Kimi ni Aisarete Itakatta later began serialization on Manga Kingdom under Shinchosha as a non-erotic work, while retaining a markedly bleak tone associated with the creator's earlier output.

The series has had an unusual publication history, having run in Manga Action, featured side stories in Monthly Comic Bunch, and previously released collected volumes through Shinchosha, before later being issued by Akita Shoten in both tankobon and single-episode digital formats. Akita Shoten reissued the work in a newly designed release.

==Themes==
The series emphasizes psychological instability, school social hierarchies, and sustained cycles of cruelty. Kanae is depicted as obsessively apologetic and pathologically preoccupied with others' opinions, with behavior described as escalating to vomiting and repeated sexual encounters in pursuit of validation.

The surrounding cast is portrayed as deeply damaged by experiences such as severe bullying, failure, and assault, while the school environment is framed as a brutal survival system in which students who fall in status are ignored even when pleading for help. Friendship, bullying, violence, revenge, jealousy, vanity, and deceit are repeatedly presented alongside one another, and the work is characterized as an exploration of human darkness instead of conventional horror.

The manga portrays a love story at the lowest rung of society, centered on Kanae's humiliating struggle for acceptance after severe bullying in middle school and her repeated involvement in compensated dating. Bullying, sexual exploitation, and rape appear as central narrative elements and are presented as situations faced by vulnerable youths.

==Localization==
In France, the series is published under the title Brisée par ton amour… by Meian. Originally launched in 2020, the release was halted after four volumes in 2021 due to the series' publishing situation in Japan. Following the relaunch of the manga by Akita Shoten, Meian resumed publication in 2024 with a new edition aligned with the Akita Shoten version, restarting from volume 1 and including additional content such as revised covers, author postfaces, and bonus chapters.

==Reception==
Critical discussion of the series has often highlighted its emotionally immersive portrayal of adolescent psychology and school social dynamics. In an interview published by Comic Natalie, Aya Shibata characterized the manga as emotionally absorbing and grounded in a realistic depiction of classroom hierarchies, interpreting its narrative as an exploration of cycles of harm rooted in emotional trauma. She observed that reader responses varied widely in moral judgment and in perceptions of authorial intent, and recommended the series to both teenagers and adults for its accessible artwork and its potential to prompt reflection on personal relationships despite disturbing subject matter.
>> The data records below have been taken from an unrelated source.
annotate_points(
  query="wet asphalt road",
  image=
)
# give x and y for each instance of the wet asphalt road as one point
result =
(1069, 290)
Other commentary has emphasized the work's extreme tone and bleak realism as defining qualities. Otapol described the manga as relentlessly depressing and cruel, presenting its severity as a strength and praising Bakaudon's depiction of oppressive psychological suffering and everyday brutality. Da Vinci News defended the series against criticism regarding excessive content for younger audiences, arguing that its uncompromising realism functioned as a response to increasingly restrictive norms of expression in manga and could provide recognition and emotional refuge to readers who identify with its themes. The outlet interpreted the title as expressing a girl's desperate desire to be loved and framed the work as a contemporary teenage voice that warranted attention.
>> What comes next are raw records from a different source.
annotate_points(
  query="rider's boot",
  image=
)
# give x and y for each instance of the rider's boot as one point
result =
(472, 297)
Attention has also been directed toward the author's narrative technique and readability. Manga artist Quzilax praised Bakaudon's storytelling and clarity, attributing the work's impact to its ability to render disturbing material compelling rather than to shock value alone. A review published by the French outlet Manga News described the series as a deeply unsettling psychological drama that immerses readers in the fractured inner life of its protagonist, highlighting its oppressive atmosphere, intrusive internal monologue, and uncompromising depiction of adolescent trauma.